One signing root. Three operational layers.
Where each component runs, what flows between them, and what signed evidence looks like end-to-end.
The three layers
Every dpndncY capability sits in exactly one of three layers: Scan, Block, or Sign. They share the same signal stack (CISA KEV + EPSS + ExploitDB + reachability + attack-path + license obligations) and the same RSA signing keypair. What changes between layers is where the decision lives.
Scan
SCA (30+ ecosystems), native SAST (400+ rules, 24 languages), IaC (Terraform / CloudFormation / Kubernetes), high-precision secrets, container image (OCI tarball + 9 in-image ecosystems), attack-path graph, JS/TS reachability, AI-risk attribution. Runs on the dpndncY server. Findings emerge in a unified view, with SARIF 2.1.0 / CycloneDX 1.5 / SPDX export.
Block
Two enforcement components: the Dependency Firewall (package-manager admission control, configured via .npmrc / pip.conf / settings.xml / env vars) and the eBPF Runtime Agent (Linux daemon on CI runners attaching to four kernel hooks). The firewall runs as part of the server; the runtime agent runs on the runner itself.
Sign
Every decision the server or the agent makes is wrapped in a DSSE envelope over a SLSA in-toto v1 Statement and signed with the per-tenant RSA keypair.
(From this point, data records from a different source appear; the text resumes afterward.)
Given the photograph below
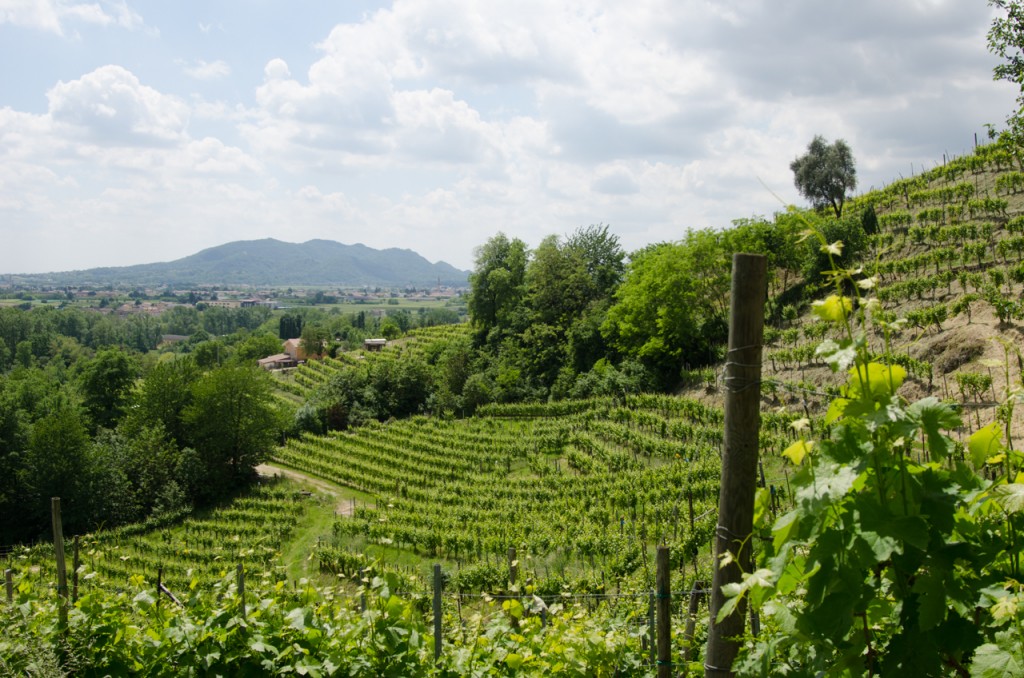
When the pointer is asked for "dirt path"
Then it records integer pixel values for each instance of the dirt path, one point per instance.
(344, 505)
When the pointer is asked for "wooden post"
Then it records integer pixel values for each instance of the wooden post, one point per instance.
(651, 629)
(61, 566)
(739, 461)
(696, 593)
(513, 566)
(664, 583)
(437, 611)
(242, 590)
(74, 571)
(363, 591)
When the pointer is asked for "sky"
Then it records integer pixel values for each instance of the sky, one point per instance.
(134, 131)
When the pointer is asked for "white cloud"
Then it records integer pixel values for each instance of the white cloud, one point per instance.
(31, 13)
(432, 124)
(208, 70)
(110, 106)
(50, 15)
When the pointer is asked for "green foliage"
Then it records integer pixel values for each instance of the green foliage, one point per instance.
(849, 232)
(232, 422)
(107, 382)
(825, 173)
(311, 632)
(892, 541)
(498, 283)
(1006, 40)
(670, 307)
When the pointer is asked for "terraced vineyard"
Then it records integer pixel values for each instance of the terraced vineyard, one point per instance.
(189, 550)
(589, 484)
(948, 259)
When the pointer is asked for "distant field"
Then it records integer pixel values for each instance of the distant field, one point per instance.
(408, 304)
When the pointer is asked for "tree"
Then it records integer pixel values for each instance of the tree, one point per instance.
(825, 173)
(107, 382)
(1006, 40)
(669, 308)
(232, 422)
(164, 396)
(498, 283)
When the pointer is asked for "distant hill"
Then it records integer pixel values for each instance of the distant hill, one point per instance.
(272, 262)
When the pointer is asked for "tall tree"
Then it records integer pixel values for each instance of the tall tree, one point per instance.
(1006, 40)
(669, 307)
(107, 382)
(233, 422)
(497, 284)
(825, 173)
(163, 397)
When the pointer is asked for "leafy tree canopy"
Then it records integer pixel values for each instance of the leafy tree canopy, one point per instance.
(825, 173)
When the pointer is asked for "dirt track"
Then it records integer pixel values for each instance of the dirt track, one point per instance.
(343, 507)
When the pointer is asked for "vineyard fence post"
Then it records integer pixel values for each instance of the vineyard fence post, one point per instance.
(513, 566)
(363, 590)
(242, 589)
(696, 593)
(739, 460)
(664, 582)
(437, 611)
(651, 629)
(74, 571)
(61, 565)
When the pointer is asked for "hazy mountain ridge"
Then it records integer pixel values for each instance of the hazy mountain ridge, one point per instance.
(272, 262)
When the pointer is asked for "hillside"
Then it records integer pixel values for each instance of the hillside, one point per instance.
(948, 259)
(272, 262)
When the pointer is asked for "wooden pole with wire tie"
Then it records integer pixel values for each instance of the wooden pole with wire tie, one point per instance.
(739, 460)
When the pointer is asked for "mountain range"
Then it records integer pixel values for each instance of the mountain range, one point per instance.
(270, 262)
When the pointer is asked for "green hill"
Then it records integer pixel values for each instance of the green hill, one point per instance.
(272, 262)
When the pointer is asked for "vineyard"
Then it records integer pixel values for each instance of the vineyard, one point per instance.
(947, 266)
(574, 496)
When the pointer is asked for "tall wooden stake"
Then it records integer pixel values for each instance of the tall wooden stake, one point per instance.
(739, 460)
(513, 566)
(61, 566)
(664, 585)
(75, 562)
(437, 612)
(691, 620)
(242, 591)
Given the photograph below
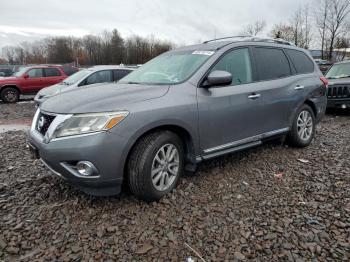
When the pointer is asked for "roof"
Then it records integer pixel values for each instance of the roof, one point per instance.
(216, 44)
(103, 67)
(343, 62)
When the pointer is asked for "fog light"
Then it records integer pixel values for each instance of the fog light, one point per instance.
(85, 168)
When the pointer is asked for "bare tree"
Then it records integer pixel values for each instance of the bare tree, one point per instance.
(336, 22)
(321, 15)
(255, 28)
(297, 30)
(106, 48)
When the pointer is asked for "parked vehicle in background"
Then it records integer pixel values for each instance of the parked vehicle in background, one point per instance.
(28, 81)
(84, 78)
(187, 105)
(324, 65)
(69, 70)
(5, 72)
(339, 85)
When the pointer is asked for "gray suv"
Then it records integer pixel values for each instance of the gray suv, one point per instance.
(185, 106)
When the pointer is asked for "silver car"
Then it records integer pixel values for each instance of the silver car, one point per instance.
(185, 106)
(83, 78)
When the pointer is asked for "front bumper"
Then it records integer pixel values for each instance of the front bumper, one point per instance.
(339, 103)
(103, 149)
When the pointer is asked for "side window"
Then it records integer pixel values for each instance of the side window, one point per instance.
(35, 73)
(271, 63)
(99, 77)
(52, 72)
(119, 74)
(301, 61)
(238, 63)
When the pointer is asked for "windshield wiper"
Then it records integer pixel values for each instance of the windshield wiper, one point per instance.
(132, 83)
(338, 77)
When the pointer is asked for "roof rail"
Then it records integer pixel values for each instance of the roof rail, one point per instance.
(228, 37)
(241, 38)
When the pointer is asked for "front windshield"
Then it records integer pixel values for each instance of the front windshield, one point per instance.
(21, 71)
(76, 77)
(169, 68)
(339, 71)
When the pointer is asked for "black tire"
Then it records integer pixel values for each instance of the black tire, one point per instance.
(141, 160)
(9, 95)
(293, 138)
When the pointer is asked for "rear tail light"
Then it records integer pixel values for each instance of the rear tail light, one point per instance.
(324, 81)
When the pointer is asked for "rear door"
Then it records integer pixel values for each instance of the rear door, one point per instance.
(52, 76)
(278, 87)
(230, 116)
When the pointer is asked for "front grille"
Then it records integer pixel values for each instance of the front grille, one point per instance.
(338, 91)
(43, 123)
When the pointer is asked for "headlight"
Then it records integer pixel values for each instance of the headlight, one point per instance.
(89, 123)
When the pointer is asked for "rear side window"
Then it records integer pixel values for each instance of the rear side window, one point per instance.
(271, 63)
(99, 77)
(237, 62)
(69, 70)
(119, 74)
(35, 73)
(52, 72)
(301, 61)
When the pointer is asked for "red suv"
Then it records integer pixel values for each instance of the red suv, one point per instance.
(28, 81)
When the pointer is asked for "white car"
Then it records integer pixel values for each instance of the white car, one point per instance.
(84, 78)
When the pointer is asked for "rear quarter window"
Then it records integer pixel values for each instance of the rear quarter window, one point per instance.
(301, 61)
(49, 72)
(271, 63)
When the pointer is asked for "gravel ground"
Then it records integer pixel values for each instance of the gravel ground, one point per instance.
(23, 110)
(270, 203)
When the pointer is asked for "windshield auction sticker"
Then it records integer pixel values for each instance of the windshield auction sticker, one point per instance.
(208, 53)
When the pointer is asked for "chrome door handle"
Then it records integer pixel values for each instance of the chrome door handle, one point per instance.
(256, 96)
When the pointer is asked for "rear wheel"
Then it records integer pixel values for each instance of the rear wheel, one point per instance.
(9, 95)
(155, 165)
(303, 129)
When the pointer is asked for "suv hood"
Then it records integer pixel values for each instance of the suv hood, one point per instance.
(342, 81)
(8, 78)
(95, 99)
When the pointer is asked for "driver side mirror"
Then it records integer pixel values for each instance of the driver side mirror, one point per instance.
(218, 78)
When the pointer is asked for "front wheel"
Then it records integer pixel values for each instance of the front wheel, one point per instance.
(9, 95)
(303, 129)
(155, 165)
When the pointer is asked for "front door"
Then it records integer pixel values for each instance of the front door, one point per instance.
(231, 116)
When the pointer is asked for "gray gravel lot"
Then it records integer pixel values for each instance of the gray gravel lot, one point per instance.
(270, 203)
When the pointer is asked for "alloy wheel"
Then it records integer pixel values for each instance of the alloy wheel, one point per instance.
(305, 125)
(165, 167)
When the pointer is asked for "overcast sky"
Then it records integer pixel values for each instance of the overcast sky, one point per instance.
(181, 21)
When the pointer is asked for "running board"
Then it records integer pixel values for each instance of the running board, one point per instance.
(231, 150)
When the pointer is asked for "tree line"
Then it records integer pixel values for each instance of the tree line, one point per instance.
(324, 24)
(107, 48)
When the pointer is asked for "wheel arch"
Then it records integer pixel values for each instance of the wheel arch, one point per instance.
(183, 133)
(308, 102)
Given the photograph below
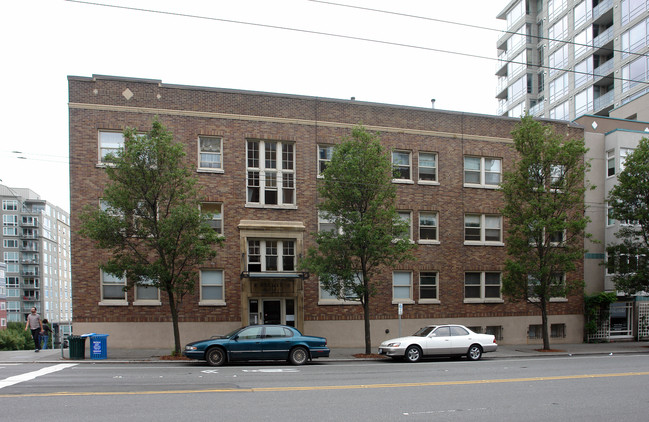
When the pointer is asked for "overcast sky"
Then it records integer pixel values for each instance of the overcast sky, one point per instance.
(213, 43)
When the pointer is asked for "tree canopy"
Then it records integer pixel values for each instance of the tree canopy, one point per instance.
(629, 202)
(367, 235)
(544, 205)
(150, 219)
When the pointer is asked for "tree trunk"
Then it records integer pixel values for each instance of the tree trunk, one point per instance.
(174, 318)
(366, 317)
(544, 318)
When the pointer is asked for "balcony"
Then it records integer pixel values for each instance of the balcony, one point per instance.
(604, 40)
(604, 103)
(603, 10)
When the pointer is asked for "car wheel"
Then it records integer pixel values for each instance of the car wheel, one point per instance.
(413, 354)
(475, 352)
(298, 356)
(215, 356)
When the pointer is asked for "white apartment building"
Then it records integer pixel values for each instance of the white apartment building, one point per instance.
(35, 245)
(562, 59)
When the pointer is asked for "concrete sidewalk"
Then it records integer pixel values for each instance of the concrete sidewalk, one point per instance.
(117, 355)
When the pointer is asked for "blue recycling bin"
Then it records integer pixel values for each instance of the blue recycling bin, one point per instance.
(98, 347)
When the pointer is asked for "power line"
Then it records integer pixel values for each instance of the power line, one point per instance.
(348, 37)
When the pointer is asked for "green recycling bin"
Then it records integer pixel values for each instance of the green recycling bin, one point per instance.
(77, 347)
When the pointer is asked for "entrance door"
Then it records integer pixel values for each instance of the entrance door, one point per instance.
(272, 311)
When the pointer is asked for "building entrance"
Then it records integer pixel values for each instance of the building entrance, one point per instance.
(272, 311)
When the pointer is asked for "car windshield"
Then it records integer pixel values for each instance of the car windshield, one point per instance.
(423, 332)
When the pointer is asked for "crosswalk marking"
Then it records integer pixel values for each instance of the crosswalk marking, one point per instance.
(34, 374)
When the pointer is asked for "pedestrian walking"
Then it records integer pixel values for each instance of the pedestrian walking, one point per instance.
(46, 333)
(35, 324)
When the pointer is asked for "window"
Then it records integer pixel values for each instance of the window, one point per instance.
(214, 210)
(9, 205)
(584, 101)
(583, 42)
(427, 167)
(271, 173)
(325, 152)
(535, 332)
(428, 286)
(342, 296)
(583, 12)
(635, 38)
(428, 227)
(482, 171)
(559, 60)
(271, 255)
(634, 73)
(624, 152)
(109, 143)
(610, 163)
(482, 286)
(146, 292)
(211, 282)
(632, 9)
(10, 243)
(583, 72)
(407, 217)
(210, 154)
(558, 330)
(401, 286)
(559, 87)
(482, 229)
(112, 288)
(401, 165)
(561, 112)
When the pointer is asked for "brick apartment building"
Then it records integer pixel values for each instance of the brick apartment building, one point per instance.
(450, 164)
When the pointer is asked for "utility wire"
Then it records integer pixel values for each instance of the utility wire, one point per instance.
(349, 37)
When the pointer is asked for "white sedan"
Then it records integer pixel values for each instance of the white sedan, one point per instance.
(439, 340)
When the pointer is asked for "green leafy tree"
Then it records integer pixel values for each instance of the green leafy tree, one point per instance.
(150, 218)
(629, 202)
(358, 199)
(544, 205)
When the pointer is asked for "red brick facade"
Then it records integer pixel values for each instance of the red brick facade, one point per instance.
(107, 103)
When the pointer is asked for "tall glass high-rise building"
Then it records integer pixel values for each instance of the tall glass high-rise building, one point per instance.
(562, 59)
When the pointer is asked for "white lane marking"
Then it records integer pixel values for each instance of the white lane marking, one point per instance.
(31, 375)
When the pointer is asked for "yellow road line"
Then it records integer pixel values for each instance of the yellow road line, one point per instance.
(330, 387)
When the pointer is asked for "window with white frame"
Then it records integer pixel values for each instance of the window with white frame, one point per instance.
(428, 227)
(407, 217)
(624, 152)
(325, 152)
(557, 282)
(401, 164)
(10, 243)
(109, 143)
(270, 173)
(211, 282)
(482, 171)
(215, 212)
(401, 286)
(482, 229)
(9, 205)
(428, 286)
(112, 288)
(210, 155)
(427, 167)
(343, 294)
(271, 255)
(482, 286)
(610, 163)
(146, 292)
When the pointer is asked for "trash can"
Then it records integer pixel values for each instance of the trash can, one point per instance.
(77, 345)
(98, 348)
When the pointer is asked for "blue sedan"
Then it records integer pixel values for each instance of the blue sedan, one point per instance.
(259, 342)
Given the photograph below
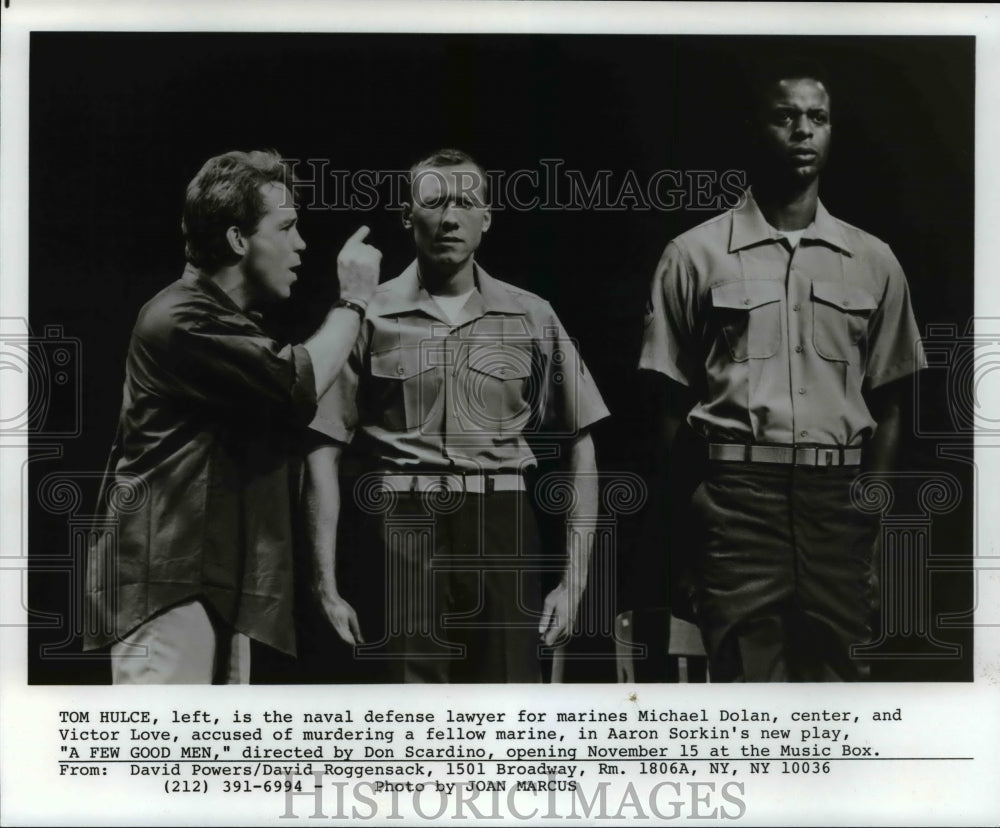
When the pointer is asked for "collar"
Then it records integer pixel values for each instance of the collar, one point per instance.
(407, 294)
(749, 227)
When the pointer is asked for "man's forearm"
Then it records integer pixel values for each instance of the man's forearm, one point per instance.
(322, 513)
(582, 516)
(883, 450)
(331, 345)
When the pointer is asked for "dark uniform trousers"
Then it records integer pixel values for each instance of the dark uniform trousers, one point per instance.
(786, 582)
(463, 588)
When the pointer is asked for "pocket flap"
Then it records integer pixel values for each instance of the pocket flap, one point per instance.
(845, 297)
(400, 363)
(747, 294)
(500, 361)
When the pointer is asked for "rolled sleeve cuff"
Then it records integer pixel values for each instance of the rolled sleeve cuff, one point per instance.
(899, 369)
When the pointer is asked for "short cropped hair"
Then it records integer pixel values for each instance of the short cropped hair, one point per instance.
(226, 192)
(765, 75)
(449, 158)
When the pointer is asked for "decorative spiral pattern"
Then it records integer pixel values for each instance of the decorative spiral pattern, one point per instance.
(556, 494)
(872, 493)
(19, 357)
(940, 495)
(446, 496)
(372, 496)
(128, 494)
(59, 495)
(624, 494)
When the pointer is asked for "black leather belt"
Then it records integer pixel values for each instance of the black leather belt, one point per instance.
(785, 455)
(454, 482)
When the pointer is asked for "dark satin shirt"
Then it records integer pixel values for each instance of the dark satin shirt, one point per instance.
(197, 500)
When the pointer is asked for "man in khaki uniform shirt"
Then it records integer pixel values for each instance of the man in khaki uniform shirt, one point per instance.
(785, 329)
(452, 371)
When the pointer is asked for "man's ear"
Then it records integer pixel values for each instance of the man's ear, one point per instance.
(237, 241)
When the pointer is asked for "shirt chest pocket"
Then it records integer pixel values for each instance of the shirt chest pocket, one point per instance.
(497, 387)
(405, 387)
(840, 319)
(749, 314)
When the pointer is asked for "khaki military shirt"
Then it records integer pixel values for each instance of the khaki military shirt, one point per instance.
(777, 343)
(427, 393)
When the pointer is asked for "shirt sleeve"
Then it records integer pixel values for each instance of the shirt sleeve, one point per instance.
(668, 340)
(224, 367)
(572, 401)
(337, 409)
(894, 346)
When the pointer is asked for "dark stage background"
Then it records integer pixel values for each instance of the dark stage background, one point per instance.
(121, 122)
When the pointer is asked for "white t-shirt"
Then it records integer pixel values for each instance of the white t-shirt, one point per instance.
(793, 236)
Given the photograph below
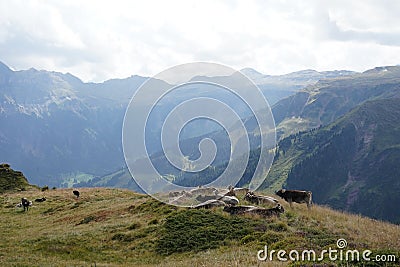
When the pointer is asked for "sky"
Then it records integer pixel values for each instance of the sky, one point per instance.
(100, 40)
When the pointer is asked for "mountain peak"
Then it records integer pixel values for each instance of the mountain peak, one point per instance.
(4, 68)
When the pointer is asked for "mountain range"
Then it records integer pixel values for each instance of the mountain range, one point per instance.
(60, 130)
(337, 133)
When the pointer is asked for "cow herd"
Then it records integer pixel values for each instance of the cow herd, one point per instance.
(25, 203)
(228, 199)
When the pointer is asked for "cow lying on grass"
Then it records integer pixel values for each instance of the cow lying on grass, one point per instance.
(259, 199)
(296, 196)
(276, 211)
(209, 204)
(25, 204)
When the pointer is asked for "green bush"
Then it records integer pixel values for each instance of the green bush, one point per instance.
(196, 230)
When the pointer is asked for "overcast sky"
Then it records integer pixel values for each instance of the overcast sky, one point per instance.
(97, 40)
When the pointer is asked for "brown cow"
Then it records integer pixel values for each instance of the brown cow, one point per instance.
(259, 199)
(296, 196)
(210, 204)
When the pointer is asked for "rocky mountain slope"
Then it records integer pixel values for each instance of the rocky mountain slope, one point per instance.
(350, 164)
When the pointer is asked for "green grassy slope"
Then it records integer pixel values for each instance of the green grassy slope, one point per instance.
(351, 164)
(111, 227)
(11, 180)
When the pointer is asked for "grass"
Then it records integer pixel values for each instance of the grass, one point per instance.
(112, 227)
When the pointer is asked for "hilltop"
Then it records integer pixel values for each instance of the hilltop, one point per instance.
(112, 227)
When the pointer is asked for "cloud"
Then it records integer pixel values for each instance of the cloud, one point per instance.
(99, 40)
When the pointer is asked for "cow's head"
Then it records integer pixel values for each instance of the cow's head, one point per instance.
(280, 192)
(249, 195)
(280, 208)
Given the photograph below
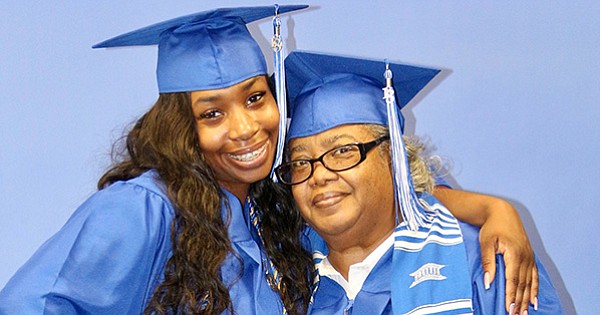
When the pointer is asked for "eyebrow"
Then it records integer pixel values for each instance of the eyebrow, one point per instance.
(325, 142)
(211, 98)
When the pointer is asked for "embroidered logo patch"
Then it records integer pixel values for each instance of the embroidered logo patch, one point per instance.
(429, 271)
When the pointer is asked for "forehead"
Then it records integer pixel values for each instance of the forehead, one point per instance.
(339, 135)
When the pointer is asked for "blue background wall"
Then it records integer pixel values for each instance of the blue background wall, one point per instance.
(515, 111)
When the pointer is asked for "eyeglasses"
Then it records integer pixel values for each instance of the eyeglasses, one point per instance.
(337, 159)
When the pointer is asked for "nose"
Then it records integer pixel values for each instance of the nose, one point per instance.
(243, 125)
(321, 175)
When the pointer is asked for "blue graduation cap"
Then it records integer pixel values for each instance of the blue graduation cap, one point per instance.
(326, 91)
(206, 50)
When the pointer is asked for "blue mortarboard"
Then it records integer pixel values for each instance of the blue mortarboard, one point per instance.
(327, 91)
(203, 51)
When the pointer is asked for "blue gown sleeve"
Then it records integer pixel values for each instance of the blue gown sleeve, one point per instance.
(491, 301)
(107, 259)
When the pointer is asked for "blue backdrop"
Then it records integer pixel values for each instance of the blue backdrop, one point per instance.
(515, 111)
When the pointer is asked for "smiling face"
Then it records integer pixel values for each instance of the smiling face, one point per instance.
(237, 130)
(355, 206)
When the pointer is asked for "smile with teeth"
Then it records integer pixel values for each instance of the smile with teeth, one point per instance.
(250, 156)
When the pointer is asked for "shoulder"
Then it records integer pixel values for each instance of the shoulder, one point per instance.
(140, 197)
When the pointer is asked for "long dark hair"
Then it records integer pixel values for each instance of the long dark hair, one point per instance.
(165, 139)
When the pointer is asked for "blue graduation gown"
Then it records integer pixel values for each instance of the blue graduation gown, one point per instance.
(375, 295)
(111, 254)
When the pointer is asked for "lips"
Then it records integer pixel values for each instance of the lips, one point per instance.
(249, 156)
(328, 199)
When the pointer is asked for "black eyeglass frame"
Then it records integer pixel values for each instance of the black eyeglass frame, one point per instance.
(363, 147)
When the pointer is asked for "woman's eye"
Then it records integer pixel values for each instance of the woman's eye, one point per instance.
(255, 98)
(344, 151)
(211, 114)
(300, 164)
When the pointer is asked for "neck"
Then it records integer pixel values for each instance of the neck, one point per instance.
(344, 252)
(238, 190)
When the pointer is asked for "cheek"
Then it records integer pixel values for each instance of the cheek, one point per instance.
(300, 196)
(210, 139)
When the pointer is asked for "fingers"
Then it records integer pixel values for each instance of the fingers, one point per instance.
(534, 288)
(523, 287)
(488, 260)
(512, 283)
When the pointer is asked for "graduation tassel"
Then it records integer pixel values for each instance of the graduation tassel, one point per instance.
(406, 197)
(279, 69)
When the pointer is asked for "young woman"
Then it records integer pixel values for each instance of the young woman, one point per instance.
(174, 227)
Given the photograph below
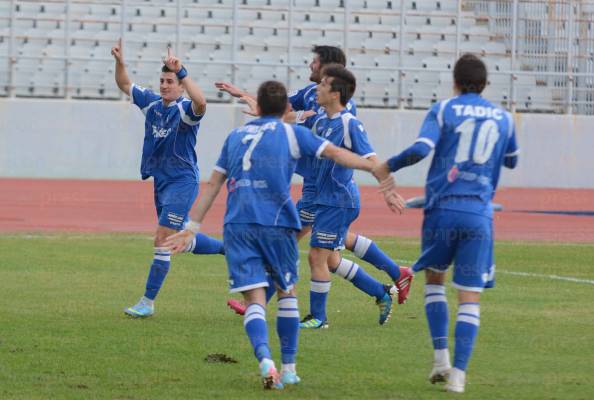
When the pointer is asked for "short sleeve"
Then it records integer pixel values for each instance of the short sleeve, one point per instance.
(296, 99)
(512, 146)
(309, 144)
(351, 107)
(222, 164)
(188, 116)
(431, 128)
(142, 97)
(359, 141)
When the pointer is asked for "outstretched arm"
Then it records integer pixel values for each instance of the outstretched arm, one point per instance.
(346, 158)
(193, 90)
(233, 90)
(351, 160)
(180, 241)
(121, 74)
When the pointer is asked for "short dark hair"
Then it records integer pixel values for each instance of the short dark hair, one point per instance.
(343, 81)
(165, 68)
(470, 74)
(330, 55)
(272, 98)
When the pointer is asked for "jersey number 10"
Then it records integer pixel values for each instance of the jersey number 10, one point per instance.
(487, 137)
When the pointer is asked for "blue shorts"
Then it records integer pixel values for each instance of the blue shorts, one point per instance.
(173, 201)
(331, 226)
(307, 212)
(463, 238)
(258, 254)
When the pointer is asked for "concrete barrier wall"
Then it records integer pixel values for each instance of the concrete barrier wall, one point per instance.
(103, 140)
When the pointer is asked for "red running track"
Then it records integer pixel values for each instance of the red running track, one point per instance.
(45, 205)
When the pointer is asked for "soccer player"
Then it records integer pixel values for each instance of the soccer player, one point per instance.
(305, 103)
(472, 138)
(261, 222)
(337, 200)
(171, 125)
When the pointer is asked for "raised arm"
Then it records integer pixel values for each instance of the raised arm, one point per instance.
(180, 241)
(121, 74)
(194, 92)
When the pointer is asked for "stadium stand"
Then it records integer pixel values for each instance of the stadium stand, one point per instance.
(61, 48)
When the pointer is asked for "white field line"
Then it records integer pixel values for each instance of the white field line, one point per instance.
(401, 261)
(515, 273)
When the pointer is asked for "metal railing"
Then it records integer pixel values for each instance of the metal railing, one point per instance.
(539, 52)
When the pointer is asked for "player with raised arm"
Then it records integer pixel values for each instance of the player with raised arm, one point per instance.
(337, 201)
(472, 139)
(261, 221)
(168, 155)
(306, 108)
The standalone dpndncy-verify binary checks signatures offline with one public key.
Components
| Component | Runs on | Language |
|---|---|---|
| Server (web UI + API) | Container / VM / metal — your infra | Node.js 20 + Express 5 |
| Database | Embedded in the server, or external | SQLite (default) · PostgreSQL 16 (production / HA) |
| Scan engine | Same host as server | Python 3.12 (per-ecosystem scanners) |
| Dependency Firewall | Same host as server (registry-proxy mode) | Node.js |
| eBPF Runtime Agent | CI runner host | Go + libbpf CO-RE |
| dpndncy-verify | Anywhere with a public key | Static Go binary |
| VS Code extension | Developer workstation | TypeScript |
| CLI | Anywhere | Node.js |
Storage & state
All persistent state lives in one place — there is no external service dependency unless you add one. By default the server runs on an embedded SQLite database under the data volume (/data), which also holds scan artifacts, the signing-key archive, and attestation history. For production and high-availability deployments, point DATABASE_URL at an external PostgreSQL 16 instance (the Helm chart and the on-prem compose overlay ship a bundled Postgres option). The application speaks one SQL dialect and an adapter translates to whichever backend is configured, so migrations and behaviour are identical on both.
Data flow — what gets signed
Three primary signed events flow through the system:
https://dpndncy.io/scan/v1 // emitted per scan
https://dpndncy.io/firewall/v1 // emitted per allow / block / bypass
https://dpndncy.io/agent/runtime-trace/v1 // emitted per CI job by the eBPF agentEach event carries the decision, every signal that produced it (with source URLs and timestamps), the policy version applied, and (for runtime traces) the SHA-256 of the full event-log NDJSON bound into the signature.
/data/keys/archive/.What never leaves your infrastructure
By default, nothing. dpndncY has no telemetry, no remote callbacks, no remote licence check. Advisory data (OSV, NVD, GHSA, CISA KEV, EPSS, ExploitDB) is pulled from public sources; in air-gapped mode it’s loaded from offline bundles.